The PCs continue to maintain a significant lead over the Liberals while the race for second gets tighter. These findings come from INNOVATIVE’s latest online survey of 796 Ontario residents, weighted to n=700, conducted from May 5 to May 9, 2022.
There are no significant changes in the horserace. Among decided voters, the PCs lead the Liberals by 12 points and the NDP by 16 points.
The race over which party is the best option to replace the PCs appears to have tightened. Last week, 55% agreed the election was a two-horse race between the PCs and the Liberals. This week, just 48% agree it is a two-horse race. More believe the Liberals (44%) have the best chance of beating the PCs than the NDP (23%), but the Liberal advantage has slipped from 28 points last week to 21 points this week.
With time slipping away for Ontario’s opposition parties, the number of Ontarians who say their minds are made up has increased from 32% to 45% since last week.
The number of Ontarians who say they have made up their minds about who to vote for has increased significantly since the campaign began. Last week, 62% said they would like to hear more before making up their minds. This week, just 48% say they need to hear more. PC supporters are the least likely to say they would like to hear more (35%), while the politically unaligned are the most likely to say they would like to hear more (61%).
Time for a change
The potential PC threat from ‘time-for-a-change’ sentiment has eased slightly. 57% at least somewhat agree that it is time for a change in government, while 39% at least somewhat agree that the PCs remain the best party to form government.
Among those who agree it is time for a change in government, many are conflicted. The number of Ontarians who believe it is time for a change in government, but also believe that the PCs are the best option to form government sits at 14%, up from 9% last week.

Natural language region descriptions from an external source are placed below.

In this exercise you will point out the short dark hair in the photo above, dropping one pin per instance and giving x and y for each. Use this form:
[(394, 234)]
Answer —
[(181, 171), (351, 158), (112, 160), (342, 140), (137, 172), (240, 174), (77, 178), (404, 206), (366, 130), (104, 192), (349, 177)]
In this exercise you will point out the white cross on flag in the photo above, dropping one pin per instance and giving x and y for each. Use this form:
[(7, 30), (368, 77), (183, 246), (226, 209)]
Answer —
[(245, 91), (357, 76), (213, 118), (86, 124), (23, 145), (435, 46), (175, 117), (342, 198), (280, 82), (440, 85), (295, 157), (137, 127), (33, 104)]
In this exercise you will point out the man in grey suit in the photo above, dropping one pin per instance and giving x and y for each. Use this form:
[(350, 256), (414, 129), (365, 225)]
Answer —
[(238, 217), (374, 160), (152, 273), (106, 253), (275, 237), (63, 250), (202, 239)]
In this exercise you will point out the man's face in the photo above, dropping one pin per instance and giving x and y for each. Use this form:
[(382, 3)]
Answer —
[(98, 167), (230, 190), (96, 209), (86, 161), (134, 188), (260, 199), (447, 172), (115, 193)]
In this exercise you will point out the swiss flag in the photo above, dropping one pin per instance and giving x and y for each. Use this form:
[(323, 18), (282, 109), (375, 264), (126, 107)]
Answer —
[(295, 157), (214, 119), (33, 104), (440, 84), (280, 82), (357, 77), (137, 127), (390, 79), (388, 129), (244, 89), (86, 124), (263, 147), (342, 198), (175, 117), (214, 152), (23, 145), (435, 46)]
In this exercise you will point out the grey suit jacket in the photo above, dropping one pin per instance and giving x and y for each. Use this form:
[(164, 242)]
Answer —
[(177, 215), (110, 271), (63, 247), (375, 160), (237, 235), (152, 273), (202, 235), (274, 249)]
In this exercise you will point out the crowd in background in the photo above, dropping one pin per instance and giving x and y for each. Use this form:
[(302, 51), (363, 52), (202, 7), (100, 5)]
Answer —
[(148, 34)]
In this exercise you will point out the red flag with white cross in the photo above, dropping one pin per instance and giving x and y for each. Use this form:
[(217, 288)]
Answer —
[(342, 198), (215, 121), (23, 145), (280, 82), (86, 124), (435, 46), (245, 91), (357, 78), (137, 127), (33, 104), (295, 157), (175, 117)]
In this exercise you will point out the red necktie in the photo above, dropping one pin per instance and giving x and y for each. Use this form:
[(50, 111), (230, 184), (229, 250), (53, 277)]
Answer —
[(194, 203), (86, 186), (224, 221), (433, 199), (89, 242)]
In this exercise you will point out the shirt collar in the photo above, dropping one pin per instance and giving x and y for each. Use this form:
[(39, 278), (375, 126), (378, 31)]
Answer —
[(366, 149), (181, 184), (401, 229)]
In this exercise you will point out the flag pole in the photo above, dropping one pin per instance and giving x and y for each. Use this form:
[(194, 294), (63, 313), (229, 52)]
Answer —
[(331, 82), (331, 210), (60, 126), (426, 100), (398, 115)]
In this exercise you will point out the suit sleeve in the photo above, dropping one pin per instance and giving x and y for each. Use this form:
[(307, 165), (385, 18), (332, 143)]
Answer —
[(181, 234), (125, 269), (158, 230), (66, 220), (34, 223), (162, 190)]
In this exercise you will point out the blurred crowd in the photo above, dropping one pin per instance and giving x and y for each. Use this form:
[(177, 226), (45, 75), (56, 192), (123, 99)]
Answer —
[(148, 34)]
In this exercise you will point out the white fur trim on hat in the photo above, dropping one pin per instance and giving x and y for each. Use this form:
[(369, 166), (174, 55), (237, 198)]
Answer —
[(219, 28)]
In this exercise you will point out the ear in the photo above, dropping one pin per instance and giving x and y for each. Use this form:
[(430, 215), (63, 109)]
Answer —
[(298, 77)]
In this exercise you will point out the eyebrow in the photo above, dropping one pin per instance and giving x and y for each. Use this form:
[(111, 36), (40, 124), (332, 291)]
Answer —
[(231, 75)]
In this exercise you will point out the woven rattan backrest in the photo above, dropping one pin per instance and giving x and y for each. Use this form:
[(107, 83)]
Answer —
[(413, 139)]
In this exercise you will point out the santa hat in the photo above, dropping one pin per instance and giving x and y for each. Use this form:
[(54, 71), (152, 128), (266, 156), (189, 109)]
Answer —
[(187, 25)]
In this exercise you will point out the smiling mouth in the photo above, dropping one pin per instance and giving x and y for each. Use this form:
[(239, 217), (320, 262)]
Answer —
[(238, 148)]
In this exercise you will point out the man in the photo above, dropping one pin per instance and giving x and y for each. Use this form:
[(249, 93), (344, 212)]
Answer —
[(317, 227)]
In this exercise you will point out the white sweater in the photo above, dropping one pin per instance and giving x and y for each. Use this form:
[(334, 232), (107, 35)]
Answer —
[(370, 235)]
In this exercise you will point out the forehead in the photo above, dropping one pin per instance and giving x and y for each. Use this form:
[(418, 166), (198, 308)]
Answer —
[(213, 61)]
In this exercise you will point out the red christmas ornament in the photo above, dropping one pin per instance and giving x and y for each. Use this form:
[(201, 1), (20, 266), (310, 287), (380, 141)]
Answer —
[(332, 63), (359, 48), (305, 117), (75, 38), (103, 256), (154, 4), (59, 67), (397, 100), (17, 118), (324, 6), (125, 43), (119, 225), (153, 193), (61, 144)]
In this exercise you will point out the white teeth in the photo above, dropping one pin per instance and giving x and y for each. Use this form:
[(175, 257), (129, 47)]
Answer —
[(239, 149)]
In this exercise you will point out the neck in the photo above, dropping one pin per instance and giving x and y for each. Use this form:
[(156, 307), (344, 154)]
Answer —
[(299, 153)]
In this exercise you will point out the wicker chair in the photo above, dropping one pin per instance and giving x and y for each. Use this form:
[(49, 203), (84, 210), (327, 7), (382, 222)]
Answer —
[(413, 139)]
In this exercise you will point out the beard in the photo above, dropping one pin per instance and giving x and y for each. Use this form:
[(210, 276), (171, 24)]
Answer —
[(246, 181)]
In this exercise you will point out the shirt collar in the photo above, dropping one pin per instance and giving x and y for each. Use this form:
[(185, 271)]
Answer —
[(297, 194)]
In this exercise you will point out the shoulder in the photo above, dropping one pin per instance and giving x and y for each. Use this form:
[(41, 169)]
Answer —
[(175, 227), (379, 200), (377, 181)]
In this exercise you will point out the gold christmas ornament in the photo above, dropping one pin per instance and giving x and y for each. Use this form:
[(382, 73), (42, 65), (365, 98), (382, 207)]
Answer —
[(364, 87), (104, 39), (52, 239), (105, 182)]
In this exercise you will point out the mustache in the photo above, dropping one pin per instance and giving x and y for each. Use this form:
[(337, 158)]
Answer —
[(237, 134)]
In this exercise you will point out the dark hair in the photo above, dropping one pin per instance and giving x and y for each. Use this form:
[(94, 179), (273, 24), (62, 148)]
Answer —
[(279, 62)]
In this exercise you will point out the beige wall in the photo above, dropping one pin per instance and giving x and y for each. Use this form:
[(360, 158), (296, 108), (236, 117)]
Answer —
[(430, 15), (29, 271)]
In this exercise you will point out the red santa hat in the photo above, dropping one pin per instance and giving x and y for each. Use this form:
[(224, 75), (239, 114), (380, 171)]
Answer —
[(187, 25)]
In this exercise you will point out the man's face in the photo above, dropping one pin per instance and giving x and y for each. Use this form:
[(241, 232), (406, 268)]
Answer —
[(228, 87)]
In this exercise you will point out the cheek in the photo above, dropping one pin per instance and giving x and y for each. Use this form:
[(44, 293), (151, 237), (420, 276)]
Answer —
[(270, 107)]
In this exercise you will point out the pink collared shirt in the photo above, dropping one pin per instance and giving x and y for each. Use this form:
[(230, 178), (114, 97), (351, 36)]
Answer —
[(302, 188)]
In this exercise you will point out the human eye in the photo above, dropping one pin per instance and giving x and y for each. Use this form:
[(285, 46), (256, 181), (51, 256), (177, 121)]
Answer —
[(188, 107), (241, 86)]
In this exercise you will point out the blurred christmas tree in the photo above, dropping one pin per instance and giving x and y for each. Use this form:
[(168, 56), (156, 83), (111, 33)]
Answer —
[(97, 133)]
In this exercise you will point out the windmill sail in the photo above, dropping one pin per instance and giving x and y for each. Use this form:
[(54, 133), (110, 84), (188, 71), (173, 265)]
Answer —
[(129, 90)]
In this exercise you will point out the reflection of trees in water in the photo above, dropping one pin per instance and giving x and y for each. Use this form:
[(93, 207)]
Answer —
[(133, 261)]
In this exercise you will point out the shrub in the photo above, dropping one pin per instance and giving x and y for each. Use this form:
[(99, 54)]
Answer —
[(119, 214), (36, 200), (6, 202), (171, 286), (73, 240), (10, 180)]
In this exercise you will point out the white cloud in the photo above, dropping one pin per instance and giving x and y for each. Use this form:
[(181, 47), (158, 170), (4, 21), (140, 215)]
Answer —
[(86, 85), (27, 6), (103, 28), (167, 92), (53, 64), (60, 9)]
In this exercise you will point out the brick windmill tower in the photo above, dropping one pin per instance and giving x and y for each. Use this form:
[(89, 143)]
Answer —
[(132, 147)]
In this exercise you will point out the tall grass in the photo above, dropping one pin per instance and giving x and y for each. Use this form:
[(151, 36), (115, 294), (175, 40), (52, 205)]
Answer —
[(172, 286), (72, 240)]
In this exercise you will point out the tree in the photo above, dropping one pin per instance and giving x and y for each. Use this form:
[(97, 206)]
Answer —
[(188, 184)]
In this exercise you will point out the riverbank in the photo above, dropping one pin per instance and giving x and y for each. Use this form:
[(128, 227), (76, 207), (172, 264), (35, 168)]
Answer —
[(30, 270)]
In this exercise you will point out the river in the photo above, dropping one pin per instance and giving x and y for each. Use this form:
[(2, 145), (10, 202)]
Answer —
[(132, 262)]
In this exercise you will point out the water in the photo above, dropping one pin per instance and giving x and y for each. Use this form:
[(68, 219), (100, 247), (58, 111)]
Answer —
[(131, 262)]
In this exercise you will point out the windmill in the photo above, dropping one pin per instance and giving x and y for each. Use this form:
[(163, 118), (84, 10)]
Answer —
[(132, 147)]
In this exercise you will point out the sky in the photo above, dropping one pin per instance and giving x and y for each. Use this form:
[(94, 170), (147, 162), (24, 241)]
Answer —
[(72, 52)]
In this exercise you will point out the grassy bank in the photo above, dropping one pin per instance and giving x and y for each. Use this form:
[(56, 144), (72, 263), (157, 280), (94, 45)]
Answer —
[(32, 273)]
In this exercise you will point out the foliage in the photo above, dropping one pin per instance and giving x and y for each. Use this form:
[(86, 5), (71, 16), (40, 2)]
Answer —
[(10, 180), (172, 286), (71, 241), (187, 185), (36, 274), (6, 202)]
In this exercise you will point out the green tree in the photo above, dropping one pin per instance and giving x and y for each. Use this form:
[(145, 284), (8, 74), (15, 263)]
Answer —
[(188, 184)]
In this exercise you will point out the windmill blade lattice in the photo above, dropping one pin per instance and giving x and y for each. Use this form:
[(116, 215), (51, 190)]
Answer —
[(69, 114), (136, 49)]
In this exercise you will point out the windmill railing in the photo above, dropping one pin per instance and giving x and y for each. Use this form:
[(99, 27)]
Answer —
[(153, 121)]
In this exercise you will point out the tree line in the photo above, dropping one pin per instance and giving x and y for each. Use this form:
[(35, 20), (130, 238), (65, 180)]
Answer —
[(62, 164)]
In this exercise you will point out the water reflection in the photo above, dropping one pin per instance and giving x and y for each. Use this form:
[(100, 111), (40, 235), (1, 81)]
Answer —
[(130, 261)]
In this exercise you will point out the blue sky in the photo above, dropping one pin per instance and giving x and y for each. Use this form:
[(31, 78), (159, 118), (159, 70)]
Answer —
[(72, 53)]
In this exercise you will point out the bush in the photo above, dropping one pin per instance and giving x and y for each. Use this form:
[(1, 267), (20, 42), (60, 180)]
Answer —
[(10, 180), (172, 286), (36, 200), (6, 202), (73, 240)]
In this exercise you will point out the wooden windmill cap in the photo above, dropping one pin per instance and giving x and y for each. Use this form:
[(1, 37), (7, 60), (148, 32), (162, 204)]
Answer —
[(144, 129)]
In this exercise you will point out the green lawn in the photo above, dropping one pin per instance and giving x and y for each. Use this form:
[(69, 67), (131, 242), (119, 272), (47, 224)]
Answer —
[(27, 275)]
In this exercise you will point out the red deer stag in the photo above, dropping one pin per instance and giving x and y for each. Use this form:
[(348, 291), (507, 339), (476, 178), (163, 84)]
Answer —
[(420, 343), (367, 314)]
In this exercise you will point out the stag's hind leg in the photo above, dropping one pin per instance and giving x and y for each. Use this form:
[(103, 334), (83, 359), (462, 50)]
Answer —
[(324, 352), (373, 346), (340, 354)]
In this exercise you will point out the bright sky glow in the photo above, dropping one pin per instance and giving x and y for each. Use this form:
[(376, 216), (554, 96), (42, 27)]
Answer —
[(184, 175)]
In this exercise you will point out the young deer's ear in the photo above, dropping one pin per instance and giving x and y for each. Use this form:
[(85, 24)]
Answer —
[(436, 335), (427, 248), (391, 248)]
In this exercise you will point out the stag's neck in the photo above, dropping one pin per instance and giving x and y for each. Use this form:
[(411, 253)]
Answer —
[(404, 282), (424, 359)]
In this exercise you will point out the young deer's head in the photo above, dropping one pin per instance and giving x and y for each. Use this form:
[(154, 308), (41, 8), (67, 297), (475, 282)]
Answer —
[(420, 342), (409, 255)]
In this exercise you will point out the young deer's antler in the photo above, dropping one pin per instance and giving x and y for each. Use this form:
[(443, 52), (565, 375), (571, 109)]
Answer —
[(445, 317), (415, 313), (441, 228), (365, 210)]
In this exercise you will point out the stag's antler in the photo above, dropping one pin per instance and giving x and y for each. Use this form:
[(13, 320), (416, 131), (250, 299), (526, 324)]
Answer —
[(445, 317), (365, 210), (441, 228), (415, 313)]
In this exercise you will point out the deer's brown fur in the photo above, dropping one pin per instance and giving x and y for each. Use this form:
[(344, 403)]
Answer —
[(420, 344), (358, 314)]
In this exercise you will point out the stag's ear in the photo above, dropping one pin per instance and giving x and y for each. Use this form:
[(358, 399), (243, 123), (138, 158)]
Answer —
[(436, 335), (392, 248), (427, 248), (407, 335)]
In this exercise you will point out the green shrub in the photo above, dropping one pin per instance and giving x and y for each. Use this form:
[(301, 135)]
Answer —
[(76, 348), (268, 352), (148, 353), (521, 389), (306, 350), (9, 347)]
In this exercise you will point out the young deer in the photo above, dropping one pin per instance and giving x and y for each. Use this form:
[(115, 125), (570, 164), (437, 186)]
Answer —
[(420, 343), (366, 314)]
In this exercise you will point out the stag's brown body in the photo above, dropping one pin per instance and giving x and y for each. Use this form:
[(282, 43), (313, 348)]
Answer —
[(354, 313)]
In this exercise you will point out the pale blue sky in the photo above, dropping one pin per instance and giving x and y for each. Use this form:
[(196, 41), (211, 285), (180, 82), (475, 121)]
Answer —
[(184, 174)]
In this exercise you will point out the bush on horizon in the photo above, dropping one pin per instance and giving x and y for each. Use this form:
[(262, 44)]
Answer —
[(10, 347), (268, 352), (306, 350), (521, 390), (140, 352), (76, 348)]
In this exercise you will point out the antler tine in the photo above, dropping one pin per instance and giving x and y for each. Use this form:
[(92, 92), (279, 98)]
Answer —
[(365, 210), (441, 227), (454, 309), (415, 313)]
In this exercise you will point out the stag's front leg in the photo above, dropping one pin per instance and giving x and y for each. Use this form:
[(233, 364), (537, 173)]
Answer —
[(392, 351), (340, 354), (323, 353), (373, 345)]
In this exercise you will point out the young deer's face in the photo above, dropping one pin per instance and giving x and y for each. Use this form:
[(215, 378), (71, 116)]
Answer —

With just 3 weeks to go, each of these shifts benefit the Tories in the short run.
Based on what they have seen or read in the last few days, 36% say they have a more favourable impression of the NDP, while 27% say they have a less favourable impression.
30% say they have a more favourable impression of the Liberals, while 34% say they have a less favourable impression.
28% say they have a more favourable impression of the PCs, while 29% say they have a less favourable impression.
The PCs have been impressing a key group of target voters. 20% of Ontarians like and support Doug Ford despite not identifying as PC voters. Among this group, 52% say they have a more favourable impression of the PCs based on what they have read, seen, or heard, while just 9% say they have a less favourable impression.
INNOVATIVE also tracked public opinion on three issues that emerged this week.
The Liberals’ “buck-a-ride” has more support than opposition, with 40% saying they support the proposal and 29% saying they oppose it. About 1-in-4 say they are at least somewhat more likely to vote Liberal because of “Buck-a-ride” (24%), including more than 1-in-3 NDP voters (36%).
Last week, Premier Doug Ford and Prime Minister Justin Trudeau jointly announced up to $1 billion in subsidies for automaker Stellantis to modernize its Brampton and Windsor plants. While almost 1-in-2 say they support the additional funding, just 1-in-5 say they are likelier to vote PC because of it (21%), and 3-in-5 say it would make no difference (60%).
A leaked draft of the United States Supreme Court’s ruling on Dobbs v. Jackson, which would overturn Roe v. Wade, has revived discussions about women’s rights and abortion access in Canada. About 1-in-4 say they support the Ontario government taking steps to regulate access to abortion (24%), while 2-in-5 say they oppose (42%). Ontarians are more likely to trust the NDP and Liberals than the PCs on the issue of abortion access, but many do not have firm views.